La situation crée un cycle préoccupant : les pénuries mènent à l’épuisement professionnel, ce qui fait fuir davantage d’infirmières. Les infirmières du Manitoba ont accumulé 3,2 millions d’heures supplémentaires au cours du dernier exercice financier selon les registres provinciaux de santé – l’équivalent de plus de 1 600 postes à temps plein.
« Nous savons que le recrutement seul ne suffit pas, » affirme Darlène Jackson, présidente du Syndicat des infirmières du Manitoba, lorsque je la joins par téléphone. « Nous devons nous attaquer aux conditions sous-jacentes qui poussent les infirmières à partir – les heures supplémentaires obligatoires, le soutien insuffisant en santé mentale et les problèmes de sécurité au travail. »

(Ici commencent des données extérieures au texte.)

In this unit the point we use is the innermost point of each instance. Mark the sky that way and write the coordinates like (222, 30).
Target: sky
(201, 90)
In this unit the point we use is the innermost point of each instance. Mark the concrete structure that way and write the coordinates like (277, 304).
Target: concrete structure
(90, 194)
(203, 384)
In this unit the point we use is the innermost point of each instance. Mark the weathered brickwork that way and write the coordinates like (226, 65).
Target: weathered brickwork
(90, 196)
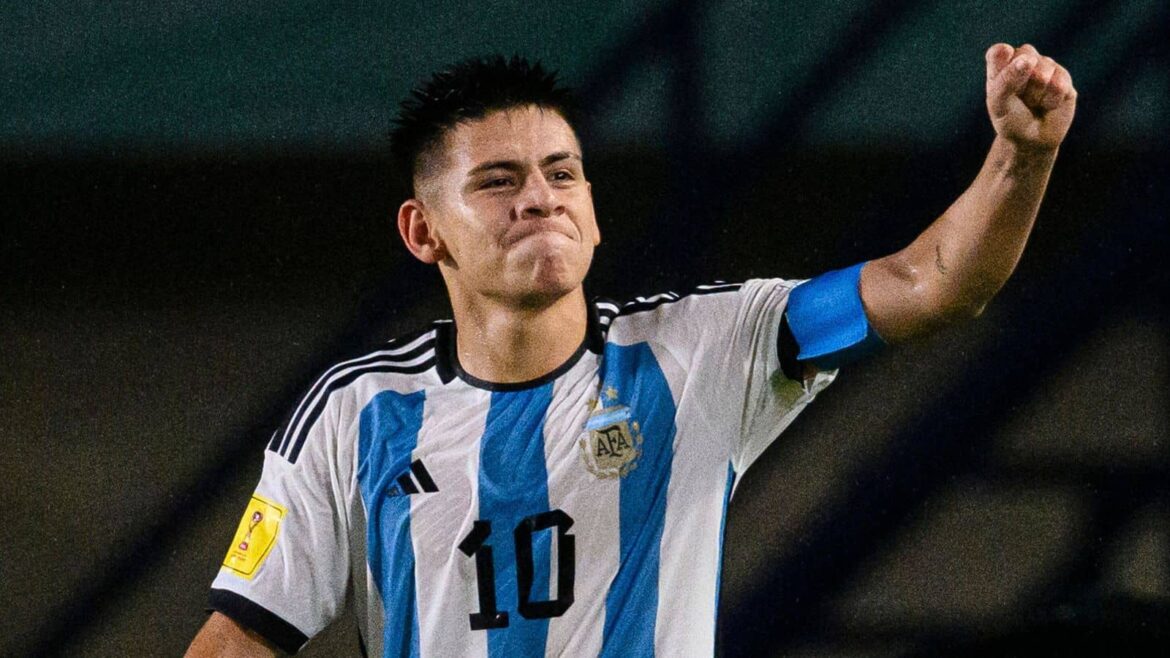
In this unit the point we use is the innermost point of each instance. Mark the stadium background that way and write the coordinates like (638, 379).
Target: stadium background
(197, 218)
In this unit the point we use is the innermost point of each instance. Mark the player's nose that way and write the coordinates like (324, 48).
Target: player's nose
(537, 198)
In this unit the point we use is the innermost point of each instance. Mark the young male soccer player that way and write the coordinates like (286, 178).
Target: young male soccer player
(550, 475)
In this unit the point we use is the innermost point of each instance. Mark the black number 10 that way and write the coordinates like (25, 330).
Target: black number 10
(475, 543)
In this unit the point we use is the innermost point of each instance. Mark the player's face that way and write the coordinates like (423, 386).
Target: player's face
(509, 201)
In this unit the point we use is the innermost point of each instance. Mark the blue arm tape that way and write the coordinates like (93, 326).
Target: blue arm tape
(828, 321)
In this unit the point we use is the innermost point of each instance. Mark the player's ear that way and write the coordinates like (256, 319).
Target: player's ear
(418, 233)
(597, 228)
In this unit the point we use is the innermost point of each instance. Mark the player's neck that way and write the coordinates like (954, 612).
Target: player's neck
(508, 344)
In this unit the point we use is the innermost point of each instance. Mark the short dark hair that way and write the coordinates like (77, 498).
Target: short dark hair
(466, 91)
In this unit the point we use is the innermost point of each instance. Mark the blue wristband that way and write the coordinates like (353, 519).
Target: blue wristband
(828, 322)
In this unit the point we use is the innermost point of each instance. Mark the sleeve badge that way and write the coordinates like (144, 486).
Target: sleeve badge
(255, 536)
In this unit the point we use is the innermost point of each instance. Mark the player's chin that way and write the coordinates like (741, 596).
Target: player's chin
(553, 275)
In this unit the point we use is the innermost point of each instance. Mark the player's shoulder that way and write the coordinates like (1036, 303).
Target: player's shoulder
(406, 363)
(611, 308)
(709, 295)
(708, 306)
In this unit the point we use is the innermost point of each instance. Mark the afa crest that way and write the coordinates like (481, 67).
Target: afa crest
(612, 440)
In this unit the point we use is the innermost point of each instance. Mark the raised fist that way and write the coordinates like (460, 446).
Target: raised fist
(1030, 97)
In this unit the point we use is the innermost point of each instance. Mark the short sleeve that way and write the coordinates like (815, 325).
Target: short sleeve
(287, 569)
(771, 399)
(727, 341)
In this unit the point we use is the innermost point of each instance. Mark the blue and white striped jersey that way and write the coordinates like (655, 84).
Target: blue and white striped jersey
(580, 514)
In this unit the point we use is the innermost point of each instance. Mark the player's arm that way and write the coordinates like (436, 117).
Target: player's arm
(222, 636)
(954, 268)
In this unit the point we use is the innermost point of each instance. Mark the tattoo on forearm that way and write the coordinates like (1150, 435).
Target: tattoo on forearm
(1017, 166)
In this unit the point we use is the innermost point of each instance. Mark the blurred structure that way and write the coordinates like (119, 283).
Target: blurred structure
(198, 218)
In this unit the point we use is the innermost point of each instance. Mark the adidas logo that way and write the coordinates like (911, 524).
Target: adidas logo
(421, 481)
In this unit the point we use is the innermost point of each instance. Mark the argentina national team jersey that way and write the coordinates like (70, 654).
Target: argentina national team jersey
(580, 514)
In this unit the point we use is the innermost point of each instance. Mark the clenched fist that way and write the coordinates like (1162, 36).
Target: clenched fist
(1030, 97)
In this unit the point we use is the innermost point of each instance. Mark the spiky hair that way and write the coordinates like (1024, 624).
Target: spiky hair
(466, 91)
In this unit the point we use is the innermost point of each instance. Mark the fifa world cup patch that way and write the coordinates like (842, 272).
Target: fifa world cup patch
(612, 440)
(255, 536)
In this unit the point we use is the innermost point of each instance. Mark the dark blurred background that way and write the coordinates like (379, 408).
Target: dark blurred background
(197, 217)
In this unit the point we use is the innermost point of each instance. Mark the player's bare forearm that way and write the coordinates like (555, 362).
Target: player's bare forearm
(221, 636)
(954, 268)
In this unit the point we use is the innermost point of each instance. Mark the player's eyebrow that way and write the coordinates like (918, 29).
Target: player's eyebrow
(516, 165)
(559, 156)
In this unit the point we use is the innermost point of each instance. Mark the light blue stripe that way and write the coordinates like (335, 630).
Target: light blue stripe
(514, 484)
(387, 436)
(631, 605)
(723, 526)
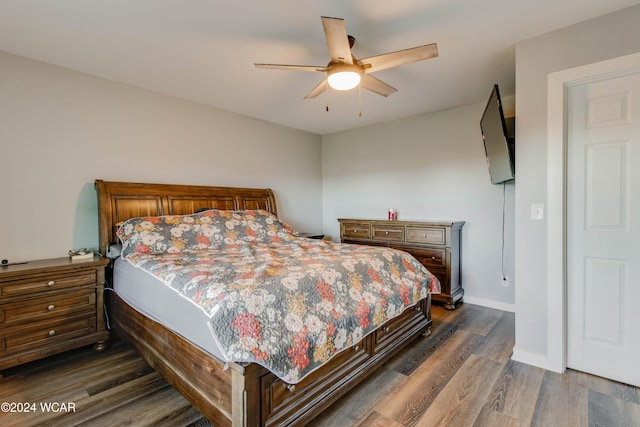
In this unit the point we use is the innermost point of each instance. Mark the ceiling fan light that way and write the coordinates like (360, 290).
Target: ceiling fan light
(344, 77)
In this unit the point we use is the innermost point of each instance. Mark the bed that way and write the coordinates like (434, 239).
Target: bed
(226, 392)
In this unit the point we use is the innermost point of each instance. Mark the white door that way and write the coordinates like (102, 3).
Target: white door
(603, 228)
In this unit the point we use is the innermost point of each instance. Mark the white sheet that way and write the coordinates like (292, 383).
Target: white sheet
(161, 303)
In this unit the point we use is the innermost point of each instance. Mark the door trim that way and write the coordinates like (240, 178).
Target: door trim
(557, 84)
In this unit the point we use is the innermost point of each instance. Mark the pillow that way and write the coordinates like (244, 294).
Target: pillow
(210, 229)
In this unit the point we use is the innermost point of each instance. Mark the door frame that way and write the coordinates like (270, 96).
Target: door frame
(557, 130)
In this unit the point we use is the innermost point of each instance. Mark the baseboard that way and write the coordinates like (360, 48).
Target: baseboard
(490, 304)
(534, 359)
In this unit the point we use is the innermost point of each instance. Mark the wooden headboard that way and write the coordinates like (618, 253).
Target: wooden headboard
(119, 201)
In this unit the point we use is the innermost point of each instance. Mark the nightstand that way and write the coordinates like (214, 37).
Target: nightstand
(436, 245)
(50, 306)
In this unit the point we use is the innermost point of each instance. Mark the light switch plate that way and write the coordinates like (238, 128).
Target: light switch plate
(537, 211)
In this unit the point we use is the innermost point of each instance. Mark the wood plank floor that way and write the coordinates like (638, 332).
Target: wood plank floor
(460, 376)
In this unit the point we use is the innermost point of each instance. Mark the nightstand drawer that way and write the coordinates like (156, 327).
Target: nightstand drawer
(429, 235)
(47, 307)
(356, 230)
(46, 332)
(47, 282)
(389, 233)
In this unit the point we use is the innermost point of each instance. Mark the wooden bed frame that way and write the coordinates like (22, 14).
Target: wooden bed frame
(244, 394)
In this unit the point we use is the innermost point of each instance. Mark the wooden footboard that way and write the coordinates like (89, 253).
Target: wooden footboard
(248, 394)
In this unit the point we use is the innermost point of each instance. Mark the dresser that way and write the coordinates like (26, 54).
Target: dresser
(50, 306)
(435, 244)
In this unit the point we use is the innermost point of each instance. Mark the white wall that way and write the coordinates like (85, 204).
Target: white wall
(606, 37)
(60, 130)
(430, 167)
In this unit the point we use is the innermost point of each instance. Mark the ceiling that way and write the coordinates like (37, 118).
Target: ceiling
(204, 50)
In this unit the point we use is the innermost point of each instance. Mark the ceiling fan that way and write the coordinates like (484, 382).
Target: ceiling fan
(345, 72)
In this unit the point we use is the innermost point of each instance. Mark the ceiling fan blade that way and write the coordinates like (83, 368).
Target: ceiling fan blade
(337, 40)
(292, 67)
(401, 57)
(378, 86)
(322, 86)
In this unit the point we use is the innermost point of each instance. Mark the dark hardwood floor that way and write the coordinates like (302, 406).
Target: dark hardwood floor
(459, 376)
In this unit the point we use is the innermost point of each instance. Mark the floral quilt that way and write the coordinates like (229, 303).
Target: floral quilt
(273, 297)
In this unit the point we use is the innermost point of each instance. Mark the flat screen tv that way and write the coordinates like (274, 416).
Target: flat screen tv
(499, 139)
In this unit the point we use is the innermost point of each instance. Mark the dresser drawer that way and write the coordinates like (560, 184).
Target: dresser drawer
(356, 230)
(429, 235)
(46, 282)
(48, 306)
(429, 257)
(388, 233)
(45, 333)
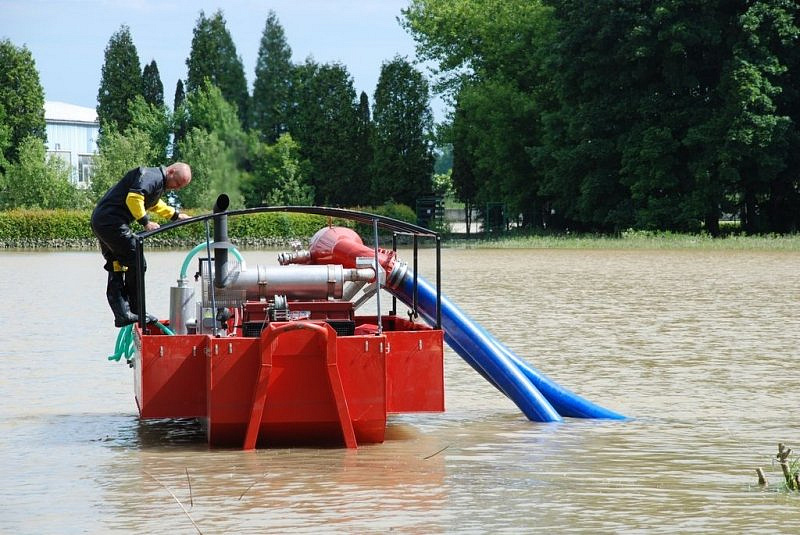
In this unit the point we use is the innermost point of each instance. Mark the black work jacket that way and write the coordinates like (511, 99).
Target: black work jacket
(112, 208)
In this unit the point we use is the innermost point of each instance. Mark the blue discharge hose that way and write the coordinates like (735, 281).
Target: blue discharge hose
(539, 397)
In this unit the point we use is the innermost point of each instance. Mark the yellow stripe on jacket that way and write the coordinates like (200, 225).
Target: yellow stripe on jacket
(135, 203)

La violence contre les travailleurs de la santé représente une autre préoccupation sérieuse dans l’établissement. Une enquête nationale de la Fédération canadienne des syndicats d’infirmières a révélé que 68 % des infirmières ont été victimes de violence au travail en 2021 – un chiffre que les infirmières de Le Pas disent correspondre à leur réalité.
« J’ai été agrippée, menacée, et on m’a lancé des objets, » dit Chuhie. « Nous comprenons que les patients sont souvent en crise, mais nous manquons de sécurité et de formation pour gérer ces situations en toute sécurité. »
La Régie régionale de la santé du Nord a refusé de commenter spécifiquement la liste grise mais a fourni une déclaration reconnaissant les défis en matière de personnel et soulignant les récentes initiatives de recrutement, y compris des primes à la signature et des programmes de formation élargis.
Entre-temps, les membres de la communauté se sont organisés pour défendre de meilleures ressources en soins de santé. Miranda Halcrow, qui a formé le Comité de défense des soins de santé du Nord du Manitoba après que son père ait connu des retards dans les soins d’urgence, affirme que la liste grise valide des préoccupations de longue date.
« Pendant des années, on nous a dit que nous exagérions la crise, » dit Halcrow alors que nous marchons le long de la rivière Saskatchewan, qui coule près de l’hôpital. « La liste grise apporte enfin une reconnaissance officielle à ce que les patients et les travailleurs de la santé disent depuis longtemps. »
Alors que mon séjour à Le Pas se termine, je suis témoin à la fois de vulnérabilité et de résilience. Dans le stationnement de l’hôpital, je rencontre une infirmière qui termine son troisième quart consécutif de 12 heures et qui sourit encore chaleureusement à ses collègues qui arrivent. « Nous veillons les uns sur les autres, » explique-t-elle, « car c’est ainsi que nous survivons à cette situation. »
Ce qui devient clair, c’est que cette communauté du nord du Manitoba ne connaît pas seulement une pénurie de personnel – elle navigue dans les conséquences d’une iniquité en matière de soins de santé qui persiste depuis des générations. La liste grise sert à la fois d’avertissement et d’appel à l’action.
Pour les patients, les familles et les infirmières qui restent engagées malgré des défis écrasants, les solutions ne peuvent pas arriver assez vite.